I am a creative professional. I am lucky enough that my “job that buys groceries” is a creative job as well but I have quite a few irons in the fire. I am an illustrator and painter. I love doing it; terrible at selling it. That is my husband’s job. He can sell ice to an Eskimo. I am also an aspiring writer in the middle of a Kickstarter campaign to help publish my first novel, The Adventures of the Flying Furniture: The Return of the Great Flyer. The novel has been at the forefront of my creative efforts (my sort-of grown up job aside) and everything else has been sporadic; pushed toward the farthest back burner of my life.
Drawing is quick and somewhat relaxing but I often feel guilty pulling out my fancy pens and gouache to doodle when I should be revamping my social media campaign to promote my novel and Kickstarter. Painting is more taxing but when my project is completed, I feel more satisfied that with almost anything else. I lose time when I am painting. Before I had my son and I was a childless, unmarried young-un, I could spend all day on a painting. I could LIVE paint…at a festival…with people watching and let my now-husband talk about my paintings on display and make sales. Now, I am lucky if I paint twice a year, not including my day job. It is something I have not forced myself to make time for.
My writing has always been my mythical golden goose. It is the way I have seen myself cross over into the enchanted world of getting paid to illustrate things and making films. My paintings sell. I am not a character or a celebrity. Art sales for the normal folk are tough in a world that sees rising interest rates, daycare tuition, endless student loans (stay strong!) and car insurance premiums. I think my non-interest in playing a role and being gimmicky has held me back for sure but it doesn’t change the fact that I love to paint.
Writing and painting both require this zen place for me. Tripping over Lightning McQueen and hearing the theme song for Paw Patrol twenty-five times a day kills the zen a bit. I love my family and I have a good life. However, I would like to find my zen place and my balance between all of my creative endeavors and the necessities of life (great, now I’m singing The Jungle Book).
Visit my Kickstarter for The Adventures of the Flying Furniture at FLYING FURNITURE KICKSTARTER CAMPAIGN and read more about my literary works on WordPress: FLYING FURNITURE ON WORDPRESS.
I have been painting and drawing for about twenty years. I have experimented with different mediums but overall, have always considered myself a creative-minded person.
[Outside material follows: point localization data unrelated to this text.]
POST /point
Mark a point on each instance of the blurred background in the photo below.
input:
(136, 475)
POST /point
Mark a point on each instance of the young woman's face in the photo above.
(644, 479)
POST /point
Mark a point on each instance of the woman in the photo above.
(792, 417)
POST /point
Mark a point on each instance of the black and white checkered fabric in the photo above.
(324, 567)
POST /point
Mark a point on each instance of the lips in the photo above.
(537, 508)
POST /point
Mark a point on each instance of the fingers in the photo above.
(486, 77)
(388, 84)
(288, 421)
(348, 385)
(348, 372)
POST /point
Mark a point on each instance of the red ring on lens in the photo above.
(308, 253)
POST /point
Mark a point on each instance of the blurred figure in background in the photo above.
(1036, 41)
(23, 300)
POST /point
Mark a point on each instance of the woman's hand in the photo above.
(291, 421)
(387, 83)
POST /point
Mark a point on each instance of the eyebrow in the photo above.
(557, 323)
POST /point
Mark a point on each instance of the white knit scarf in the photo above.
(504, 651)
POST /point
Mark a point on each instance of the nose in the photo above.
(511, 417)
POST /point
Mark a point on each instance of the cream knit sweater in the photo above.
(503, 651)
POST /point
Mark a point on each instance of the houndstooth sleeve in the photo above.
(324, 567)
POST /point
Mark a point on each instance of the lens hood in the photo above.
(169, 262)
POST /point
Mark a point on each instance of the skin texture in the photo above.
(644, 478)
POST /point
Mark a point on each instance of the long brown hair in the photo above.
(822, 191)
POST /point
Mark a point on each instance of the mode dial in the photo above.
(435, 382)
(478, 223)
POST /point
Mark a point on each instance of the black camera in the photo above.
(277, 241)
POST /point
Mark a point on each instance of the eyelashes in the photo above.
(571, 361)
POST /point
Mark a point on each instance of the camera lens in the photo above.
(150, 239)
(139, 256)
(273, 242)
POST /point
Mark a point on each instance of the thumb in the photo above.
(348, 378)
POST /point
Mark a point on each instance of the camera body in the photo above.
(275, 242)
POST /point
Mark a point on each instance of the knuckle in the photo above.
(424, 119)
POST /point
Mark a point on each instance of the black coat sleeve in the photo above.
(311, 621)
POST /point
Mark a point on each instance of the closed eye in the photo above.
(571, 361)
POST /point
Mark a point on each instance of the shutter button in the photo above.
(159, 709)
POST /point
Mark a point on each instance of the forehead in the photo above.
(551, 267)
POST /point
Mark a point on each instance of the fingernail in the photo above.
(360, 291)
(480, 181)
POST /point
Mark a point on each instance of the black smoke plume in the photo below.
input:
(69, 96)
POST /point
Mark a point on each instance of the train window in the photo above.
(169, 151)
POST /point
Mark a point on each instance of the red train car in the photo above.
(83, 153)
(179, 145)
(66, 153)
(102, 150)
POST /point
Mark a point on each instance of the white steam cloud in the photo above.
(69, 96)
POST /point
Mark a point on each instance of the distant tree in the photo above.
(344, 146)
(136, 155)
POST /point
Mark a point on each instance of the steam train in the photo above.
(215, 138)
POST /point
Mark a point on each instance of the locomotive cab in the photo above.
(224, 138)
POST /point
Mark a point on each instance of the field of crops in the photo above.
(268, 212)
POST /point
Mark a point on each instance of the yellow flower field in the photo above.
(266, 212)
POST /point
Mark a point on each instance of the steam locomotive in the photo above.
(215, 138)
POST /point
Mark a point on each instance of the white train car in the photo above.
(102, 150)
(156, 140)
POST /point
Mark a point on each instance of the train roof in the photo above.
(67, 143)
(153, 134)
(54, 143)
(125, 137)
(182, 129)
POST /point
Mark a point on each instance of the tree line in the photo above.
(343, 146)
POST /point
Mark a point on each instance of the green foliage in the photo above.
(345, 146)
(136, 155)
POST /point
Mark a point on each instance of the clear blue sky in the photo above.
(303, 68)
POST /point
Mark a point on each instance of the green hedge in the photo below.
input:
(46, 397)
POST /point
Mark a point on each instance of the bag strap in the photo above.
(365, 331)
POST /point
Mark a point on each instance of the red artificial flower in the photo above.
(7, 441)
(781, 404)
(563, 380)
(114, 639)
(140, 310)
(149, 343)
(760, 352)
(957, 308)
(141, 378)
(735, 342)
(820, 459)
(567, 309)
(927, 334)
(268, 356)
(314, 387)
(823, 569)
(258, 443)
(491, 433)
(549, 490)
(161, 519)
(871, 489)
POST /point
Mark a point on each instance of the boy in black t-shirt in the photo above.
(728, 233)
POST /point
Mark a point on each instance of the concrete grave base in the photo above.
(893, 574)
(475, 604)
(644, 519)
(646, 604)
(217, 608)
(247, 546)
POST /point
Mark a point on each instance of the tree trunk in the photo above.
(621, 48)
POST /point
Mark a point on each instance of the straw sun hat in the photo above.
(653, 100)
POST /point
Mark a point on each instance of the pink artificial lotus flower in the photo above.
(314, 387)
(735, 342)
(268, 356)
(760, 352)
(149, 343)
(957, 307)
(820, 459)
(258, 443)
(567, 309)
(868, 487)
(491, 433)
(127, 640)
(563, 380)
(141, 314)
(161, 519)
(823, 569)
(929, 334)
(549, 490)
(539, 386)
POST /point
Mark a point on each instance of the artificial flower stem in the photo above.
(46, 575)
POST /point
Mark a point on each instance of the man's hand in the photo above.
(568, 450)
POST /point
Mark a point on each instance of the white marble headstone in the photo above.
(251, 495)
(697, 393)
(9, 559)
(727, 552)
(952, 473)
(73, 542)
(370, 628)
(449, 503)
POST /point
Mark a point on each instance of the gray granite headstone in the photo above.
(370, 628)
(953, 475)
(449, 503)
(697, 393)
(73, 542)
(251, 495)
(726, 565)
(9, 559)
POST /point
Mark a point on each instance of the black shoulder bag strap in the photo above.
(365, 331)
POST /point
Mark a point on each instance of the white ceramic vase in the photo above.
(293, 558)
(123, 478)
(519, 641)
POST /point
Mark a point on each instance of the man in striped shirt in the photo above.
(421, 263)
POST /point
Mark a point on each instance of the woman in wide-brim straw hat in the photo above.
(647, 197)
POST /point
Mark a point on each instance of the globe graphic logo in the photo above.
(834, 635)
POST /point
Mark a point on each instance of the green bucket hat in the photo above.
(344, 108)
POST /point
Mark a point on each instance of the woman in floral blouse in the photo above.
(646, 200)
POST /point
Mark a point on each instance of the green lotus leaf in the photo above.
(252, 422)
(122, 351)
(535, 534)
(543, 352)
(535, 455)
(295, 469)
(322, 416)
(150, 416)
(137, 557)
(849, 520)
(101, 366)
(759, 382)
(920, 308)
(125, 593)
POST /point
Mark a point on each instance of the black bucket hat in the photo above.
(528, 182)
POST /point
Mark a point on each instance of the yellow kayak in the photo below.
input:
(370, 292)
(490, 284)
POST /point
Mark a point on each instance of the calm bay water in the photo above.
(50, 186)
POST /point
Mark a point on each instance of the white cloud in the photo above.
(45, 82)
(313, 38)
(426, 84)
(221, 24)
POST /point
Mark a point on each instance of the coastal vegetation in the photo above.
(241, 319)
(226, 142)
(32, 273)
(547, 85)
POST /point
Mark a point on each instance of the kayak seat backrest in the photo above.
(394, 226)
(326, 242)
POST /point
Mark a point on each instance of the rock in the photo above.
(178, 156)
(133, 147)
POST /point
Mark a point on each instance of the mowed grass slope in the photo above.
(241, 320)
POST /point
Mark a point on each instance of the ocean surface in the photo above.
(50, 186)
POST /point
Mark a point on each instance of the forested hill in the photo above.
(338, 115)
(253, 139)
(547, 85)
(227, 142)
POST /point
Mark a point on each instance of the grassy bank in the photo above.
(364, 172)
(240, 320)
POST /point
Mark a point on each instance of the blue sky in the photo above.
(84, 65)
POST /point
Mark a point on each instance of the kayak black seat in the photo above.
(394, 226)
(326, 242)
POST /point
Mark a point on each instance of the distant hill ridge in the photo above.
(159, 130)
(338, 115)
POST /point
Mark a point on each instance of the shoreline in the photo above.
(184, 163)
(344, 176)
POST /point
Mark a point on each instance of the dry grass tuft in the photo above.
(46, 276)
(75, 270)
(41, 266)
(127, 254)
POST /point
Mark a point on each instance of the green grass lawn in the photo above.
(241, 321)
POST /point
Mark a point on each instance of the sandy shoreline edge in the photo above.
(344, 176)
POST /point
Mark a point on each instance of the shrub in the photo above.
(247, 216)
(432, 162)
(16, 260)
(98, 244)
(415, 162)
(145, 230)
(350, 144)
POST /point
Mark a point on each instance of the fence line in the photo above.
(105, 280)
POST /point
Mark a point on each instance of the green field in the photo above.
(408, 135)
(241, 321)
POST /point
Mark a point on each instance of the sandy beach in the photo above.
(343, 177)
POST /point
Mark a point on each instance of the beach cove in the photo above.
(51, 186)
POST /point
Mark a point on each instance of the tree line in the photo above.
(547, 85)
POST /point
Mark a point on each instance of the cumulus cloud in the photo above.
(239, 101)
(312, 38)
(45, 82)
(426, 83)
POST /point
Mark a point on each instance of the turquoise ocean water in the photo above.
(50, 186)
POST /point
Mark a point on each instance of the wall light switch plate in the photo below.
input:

I guess since I’ve been paid to do these things, I’ve earned the title of creative professional. I have recently added writer to my creative resume and am in the process of publishing my first novel. I have always loved to read. Books and poems have always been like rubrics for my imagination; a way to take words from a page and create images on a canvas in my mind. A character can be described in painstaking detail by its author but will still have to pass through the reader’s filter. So Baz Lurman saw Gatsby as Leonardo DiCaprio; to me, I always imagine him as Matt Damon. Anyway…I digress.
I am a writer. I am a mom and a wife. I am an artist. The plate is getting a little full but writing my first novel has been the scariest and most rewarding thing I have done, career-wise. (Being a parent trumps everything!) I left the safety and security of the known (otherwise known as Texas) and travelled to the wilds of London to study art. Ultimately what came of it was some serious confidence issues regarding my painting abilities and a nearly finished novel. What a muse she was, that beautiful, old, stinky city. I wish that we were allowed to believe in magic and not look like a nut because London has it in spades. Each walk, trip to a new part of the city or train ride to parts unknown lit some creative spark that I have yet to find anywhere else in the world. I’ve been wondering, as I begin to navigate the dark waters of publishing, what will become of the 205 pages I crafted from love, defeat, fear, hope and a menagerie of other life experiences in my 38 years on this planet (give or take a few days in college where I thought I was on another one).
I’ve encountered another stark reality, there’s not a whole hell of a lot of support out there. There are creative writing centers, YouTube videos on being a creative writer, blogs on the ABC’s of publishing, etc…etc…etc… BUT when it comes to the dollars…radio silence. It’s a dilemma I face: following the traditional route (ie- sending manuscripts to every publishing house I can find an address for and pray to the gods, light some candles and hope to make it out alive), edit myself-promote myself-format the novel myself- try the eBook thing… well, being myself and giving the world the benefit of the doubt, I have tried Kickstarter (which I have affectionately renamed “Kickmyasser”). It has failed miserably, almost to point of embarrassment. Life lesson learned at this moment: It’s all on me. The world is not designed to make success easy to achieve. Human nature is not as nurturing, especially to us creative folk or small business owners, as it needs to be. But hey, JK Rowling did it on her own. I’m running on a cocktail of hope and broken dreams but I am fairly certain that when I see those pretty paperbacks with my name on them in the windows of bookstores, it will be a sweet feeling. When I see teenagers reading, imagining and enjoying my stories, it with be amazing.